Hilary talked about looking at the data science process as a system and thinking about its design from the data collection process all the way to communicating results. She talked about the importance of using Design Thinkingprinciples and therefore developing EMPATHY.  She stated EMPATHY, contrary to what people might think, can be cultivated. And she urged data scientists to do it.

EMPATHY allows data scientists to put themselves in other people’s shoes and connect with how they might feel about their problem, circumstance or situation. It helps a data scientist set aside his or her own assumptions about the world in order to gain insights into another person or group’s needs. It translates into inherent knowledge of the business, the customers and their needs and aspirations, and all the participants in the data science cycle. It helps them be better at their job.

Bias creeps in at various points of the data science cycle (see figure): when framing the problem, when the data is being collected, when the data is being prepared, when a model is selected to represent the data, or how the results change as the model degrades and results are visualized and communicated.
Data Science Cycle

If bias can creep in at any point in the data science workflow, then Hilary’s proposal that you, the data scientist, must look at it as a system — think about the entire process and the people you are interacting with end to end, becomes more compelling. Being thoughtful to attempt to identify potential biases at any point in the data science cycle.

Developing EMPATHY then becomes an imperative to prevent bias: empathy with the subject(s) who will be impacted by the decision a model makes, empathy with the business leaders and their objectives, the data engineer and their challenge and the I/T department. 

Hilary sated there are many ways to develop empathy; the most effective for her has been MINDFULNESS and MEDITATION.

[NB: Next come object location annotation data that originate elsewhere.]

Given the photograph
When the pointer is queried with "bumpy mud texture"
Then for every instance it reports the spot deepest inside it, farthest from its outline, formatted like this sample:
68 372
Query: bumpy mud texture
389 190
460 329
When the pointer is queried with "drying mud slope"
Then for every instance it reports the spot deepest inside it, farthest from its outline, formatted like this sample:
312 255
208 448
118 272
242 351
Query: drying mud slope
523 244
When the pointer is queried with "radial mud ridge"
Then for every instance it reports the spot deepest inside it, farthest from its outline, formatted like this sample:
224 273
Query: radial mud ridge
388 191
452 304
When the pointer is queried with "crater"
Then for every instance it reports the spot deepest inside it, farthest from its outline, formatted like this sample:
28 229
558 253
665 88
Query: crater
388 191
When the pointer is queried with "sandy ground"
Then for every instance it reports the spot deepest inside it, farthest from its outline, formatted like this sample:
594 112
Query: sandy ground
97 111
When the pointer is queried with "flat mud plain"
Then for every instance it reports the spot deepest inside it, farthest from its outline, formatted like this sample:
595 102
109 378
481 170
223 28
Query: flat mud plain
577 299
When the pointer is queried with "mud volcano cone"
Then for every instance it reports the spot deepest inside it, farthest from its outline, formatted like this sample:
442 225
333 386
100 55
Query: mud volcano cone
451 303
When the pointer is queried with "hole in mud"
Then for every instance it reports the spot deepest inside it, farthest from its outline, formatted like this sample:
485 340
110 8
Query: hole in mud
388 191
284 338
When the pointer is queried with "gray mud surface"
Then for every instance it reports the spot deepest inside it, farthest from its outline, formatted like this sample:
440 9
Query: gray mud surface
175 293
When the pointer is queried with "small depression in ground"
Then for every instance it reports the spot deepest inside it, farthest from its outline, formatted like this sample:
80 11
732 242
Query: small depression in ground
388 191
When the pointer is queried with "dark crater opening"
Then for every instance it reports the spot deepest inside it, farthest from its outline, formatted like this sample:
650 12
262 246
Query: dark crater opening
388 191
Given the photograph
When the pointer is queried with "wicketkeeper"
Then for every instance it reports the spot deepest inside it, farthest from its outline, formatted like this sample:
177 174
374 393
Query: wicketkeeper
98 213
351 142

Mindfulness helps people excel at their job. It’s been shown to help with decision making, memory and listening skills — with stress reduction and increased productivity. 

I know the impact mindfulness has in the workplace and in people’s lives: can mindfulness be a powerful tool in a data scientists toolbox to deal with bias?

 As a data scientist you are under a lot of pressure: the expectation of what data science can do for a business, coupled with the speed and increasing number of projects, the concerns over bias….do you struggle with communicating your results? Or with the frustration of the data clean up process? The stress of deadlines and unavailable data?

How do you deal with the pressure today? If you were given data that showed you how mindfulness can help you excel, would you try?